A contested issue before, during and now after the trial, however, involves the reason Johnson gave for being at the Myszkewicz home that night—he said he went to find more recent evidence of child porn on Myszkewicz’s computer.

He had previously tried to report to police that he found child porn years before, but police told him the evidence was too old and if he found “anything more” he should call them.

In January 2018, Drettwan sentenced Johnson to 25 years in prison and 10 years of extended supervision.

Assistant Attorney General Hannah S. Jurss argues in her response to Johnson’s appeal that he could not present evidence of Myszkewicz’s past—allegations of sexual and physical assault against Johnson and others—without testifying first.

The only way evidence about Myszkewicz’s reputation of violence would be relevant to the case, according to Jurss, was if Johnson argued his self-defense theory through his own testimony—as he and Myszkewicz were the only ones present for the shooting.

Regarding what Johnson says he found on Myszkewicz’s computer on the night of the shooting, the response again says the court properly used its discretion. The legally relevant point was Johnson’s belief of what was on the computer when he killed Myszkewicz, not what was actually on there, according to the response.

Johnson has said he found more than 5,500 pictures of school-age kids going past the Myszkewicz home labeled in categories such as “Blondes.”
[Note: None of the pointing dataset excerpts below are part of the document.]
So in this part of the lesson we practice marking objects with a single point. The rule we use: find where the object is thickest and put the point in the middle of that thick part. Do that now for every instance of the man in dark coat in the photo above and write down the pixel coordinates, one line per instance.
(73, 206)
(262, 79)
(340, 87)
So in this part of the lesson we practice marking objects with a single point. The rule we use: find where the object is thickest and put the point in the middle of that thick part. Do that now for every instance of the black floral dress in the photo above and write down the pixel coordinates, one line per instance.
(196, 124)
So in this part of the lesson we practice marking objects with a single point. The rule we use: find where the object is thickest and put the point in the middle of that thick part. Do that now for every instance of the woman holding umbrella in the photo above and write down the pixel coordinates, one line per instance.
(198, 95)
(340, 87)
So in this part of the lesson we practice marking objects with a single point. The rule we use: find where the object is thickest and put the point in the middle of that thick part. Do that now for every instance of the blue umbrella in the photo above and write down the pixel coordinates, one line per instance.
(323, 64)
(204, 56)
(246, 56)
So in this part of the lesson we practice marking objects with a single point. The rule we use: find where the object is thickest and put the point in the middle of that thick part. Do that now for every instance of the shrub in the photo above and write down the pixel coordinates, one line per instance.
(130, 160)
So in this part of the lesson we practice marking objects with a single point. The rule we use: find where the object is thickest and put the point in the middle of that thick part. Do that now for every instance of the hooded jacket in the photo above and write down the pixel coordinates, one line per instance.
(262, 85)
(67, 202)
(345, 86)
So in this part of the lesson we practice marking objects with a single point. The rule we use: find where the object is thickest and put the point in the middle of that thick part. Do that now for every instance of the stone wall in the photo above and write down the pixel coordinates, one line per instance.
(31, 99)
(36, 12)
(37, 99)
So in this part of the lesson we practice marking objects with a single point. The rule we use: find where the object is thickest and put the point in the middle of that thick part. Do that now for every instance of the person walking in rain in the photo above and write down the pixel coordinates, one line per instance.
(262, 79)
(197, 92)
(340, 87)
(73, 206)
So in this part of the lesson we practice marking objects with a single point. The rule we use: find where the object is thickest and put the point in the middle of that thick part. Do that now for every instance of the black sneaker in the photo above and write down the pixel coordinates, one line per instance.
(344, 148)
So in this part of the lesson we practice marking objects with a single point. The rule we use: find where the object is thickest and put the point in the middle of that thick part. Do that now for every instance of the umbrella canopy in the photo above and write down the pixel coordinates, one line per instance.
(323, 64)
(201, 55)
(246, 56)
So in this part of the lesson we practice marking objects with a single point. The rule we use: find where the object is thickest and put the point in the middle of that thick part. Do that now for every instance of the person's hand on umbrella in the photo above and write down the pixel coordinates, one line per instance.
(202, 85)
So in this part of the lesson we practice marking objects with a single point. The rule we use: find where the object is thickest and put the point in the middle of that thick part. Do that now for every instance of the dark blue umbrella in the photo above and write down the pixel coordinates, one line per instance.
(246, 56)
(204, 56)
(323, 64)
Including such information, the response argues, would mislead the jury and unnecessarily paint Myszkewicz negatively.

“Few crimes are more stigmatized than possession of child pornography, and discussing it would have unfairly steered the jury towards nullification,” the response states.

Additionally, Johnson could not make an argument for perfect self-defense because he was in Myszkewicz’s home with a loaded gun in the middle of the night, according to the response.
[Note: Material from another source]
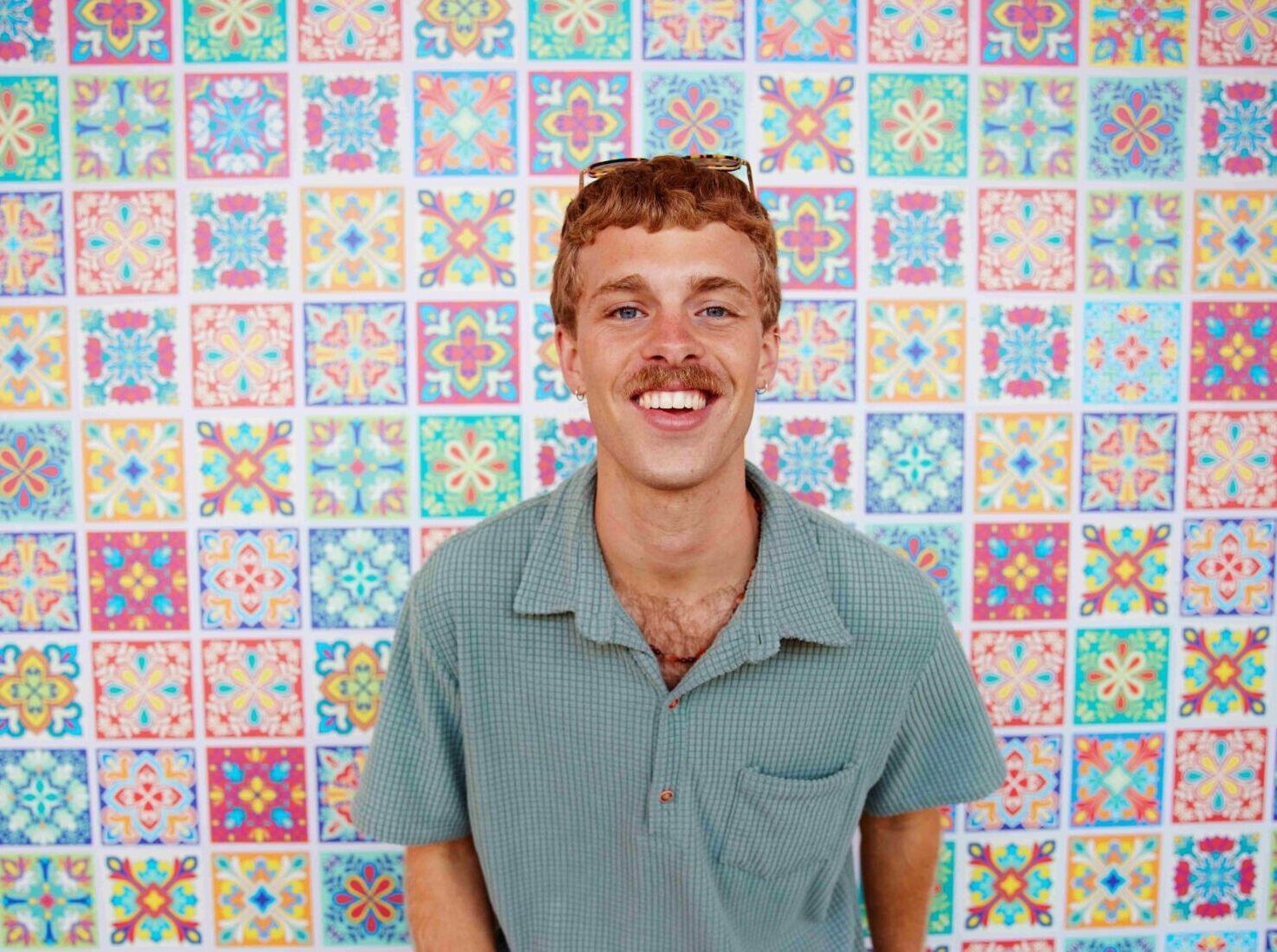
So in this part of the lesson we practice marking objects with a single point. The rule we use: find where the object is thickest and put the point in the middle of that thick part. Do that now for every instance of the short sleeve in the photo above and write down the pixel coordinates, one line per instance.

Johnson also was limited in what he could say because he said he can’t remember shooting Myszkewicz.

The most recent court filing supports Drettwan’s decisions. But even if it conceded the decisions were wrong, it argues the results were “harmless,” considering what evidence eventually came through Johnson’s testimony. The jury acquitted Johnson of first- and second-degree intentional homicide.

A reply is scheduled to be due by Wednesday, Sept. 18, but extensions to the deadlines have been common in the case so far.